Another genuine surprise was Denise Gough's deliciously spiky Harper, a potentially irritating character who in Gough's hands was anything but, her painful life with the glacial Joe all to realistically played.  She found the mordant humour in her character too and in her final scene she touched universal truths with Harper's reflections on looking down at the world from a plane.  The real scene-stealing performance though was from Nathan Stewart-Jarrett as Belize, a FIERCE queen and the one character who can tell the truth to whoever he meets.  He really was quite, quite glorious.

Susan Brown and Amanda Lawrence between them created a rich collection of characters: Brown travelled a continent-wide arc as Hannah Pitt, Joe's conformist Mormon mother, who slowly softens to become an understanding woman but she also delivered telling performances as Rabbi Chemelwitz, Ethel Rosenberg and Roy's exasperated doctor.  Lawrence made a memorable Angel as well as the friendly HIV unit nurse Emily and Hannah's Mormon friend Sister Ella.  It was a delight too to see the main cast chip in telling cameos: Garfield was also Louis' butch leather pick-up in Central Park who still lived with his parents, Gough was Roy's State Department ally Martin Heller while Lane and Tovey were a hoot as Prior's ancestors sent by The Angel to prepare it's way.

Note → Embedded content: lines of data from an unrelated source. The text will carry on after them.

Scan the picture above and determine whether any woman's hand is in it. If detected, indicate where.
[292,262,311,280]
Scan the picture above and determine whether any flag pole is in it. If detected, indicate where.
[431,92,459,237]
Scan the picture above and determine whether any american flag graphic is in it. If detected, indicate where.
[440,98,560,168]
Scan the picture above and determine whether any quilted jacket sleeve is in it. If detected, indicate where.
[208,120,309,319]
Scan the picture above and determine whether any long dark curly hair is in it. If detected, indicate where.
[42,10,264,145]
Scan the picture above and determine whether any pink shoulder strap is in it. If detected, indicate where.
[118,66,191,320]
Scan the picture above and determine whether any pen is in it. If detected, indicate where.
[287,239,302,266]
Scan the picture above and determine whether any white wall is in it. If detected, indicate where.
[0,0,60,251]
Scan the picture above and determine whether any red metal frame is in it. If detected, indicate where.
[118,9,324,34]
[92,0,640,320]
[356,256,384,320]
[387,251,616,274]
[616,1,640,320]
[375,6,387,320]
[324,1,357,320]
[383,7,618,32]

Time and again, the plays proved that there never was a better time to revive them: all Joe's breathless enthusiasm for Reagan making America feel good about itself again, the politics of greed over empathy, Harper's paranoia of a world not caring about the environment and most frighting of all, that the abrasive, vengeful Roy Cohn really was Donald Trump's legal advisor during the 1970s and 1980s.

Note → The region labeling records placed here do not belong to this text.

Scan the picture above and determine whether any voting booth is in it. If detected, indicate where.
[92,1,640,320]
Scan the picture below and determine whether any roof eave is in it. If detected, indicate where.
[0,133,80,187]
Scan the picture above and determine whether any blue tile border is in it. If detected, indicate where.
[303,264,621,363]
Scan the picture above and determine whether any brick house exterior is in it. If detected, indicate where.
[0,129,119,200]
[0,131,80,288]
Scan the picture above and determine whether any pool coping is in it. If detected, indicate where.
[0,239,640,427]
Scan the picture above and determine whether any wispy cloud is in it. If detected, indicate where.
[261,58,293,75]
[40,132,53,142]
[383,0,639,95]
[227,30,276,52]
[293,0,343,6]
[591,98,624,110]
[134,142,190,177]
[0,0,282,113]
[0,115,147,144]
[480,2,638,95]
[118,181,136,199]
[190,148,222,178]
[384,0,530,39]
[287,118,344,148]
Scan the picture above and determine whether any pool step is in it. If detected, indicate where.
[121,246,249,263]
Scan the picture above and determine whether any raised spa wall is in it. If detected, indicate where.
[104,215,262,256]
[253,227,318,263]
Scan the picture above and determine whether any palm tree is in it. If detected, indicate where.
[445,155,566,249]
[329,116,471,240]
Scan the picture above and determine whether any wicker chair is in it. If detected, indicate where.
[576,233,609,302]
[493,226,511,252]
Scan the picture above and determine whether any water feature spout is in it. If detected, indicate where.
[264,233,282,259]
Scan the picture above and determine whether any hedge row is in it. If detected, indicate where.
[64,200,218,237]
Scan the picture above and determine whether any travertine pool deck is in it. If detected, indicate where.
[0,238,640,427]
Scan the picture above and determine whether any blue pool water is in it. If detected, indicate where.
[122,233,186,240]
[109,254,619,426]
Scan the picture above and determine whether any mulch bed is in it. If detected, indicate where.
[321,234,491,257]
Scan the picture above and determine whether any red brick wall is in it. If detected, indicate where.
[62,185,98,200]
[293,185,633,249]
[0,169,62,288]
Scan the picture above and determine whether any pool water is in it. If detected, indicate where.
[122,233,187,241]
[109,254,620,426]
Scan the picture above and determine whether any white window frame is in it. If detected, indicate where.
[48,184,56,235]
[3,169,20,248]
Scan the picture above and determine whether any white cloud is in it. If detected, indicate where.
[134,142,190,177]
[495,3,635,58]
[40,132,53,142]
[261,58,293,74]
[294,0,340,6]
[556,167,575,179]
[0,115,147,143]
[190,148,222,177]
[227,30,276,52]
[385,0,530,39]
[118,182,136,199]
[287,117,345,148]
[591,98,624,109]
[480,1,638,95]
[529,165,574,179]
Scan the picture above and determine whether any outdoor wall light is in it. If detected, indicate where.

The run is sold out but there are still two ballots to go which will give you access to book specially reserved seats - https://www.nationaltheatre.org.uk/shows/angels-ballot-presented-by-delta - and the plays will be screened as part of the NT Live theatre-to-cinema project http://ntlive.nationaltheatre.org.uk/productions/61490-angels-in-america-part-one-millennium-approaches


Try and see them however you can - see them for the amazing production, the remarkable cast and for Kushner's dazzling, angry, funny and ultimately profound masterpiece.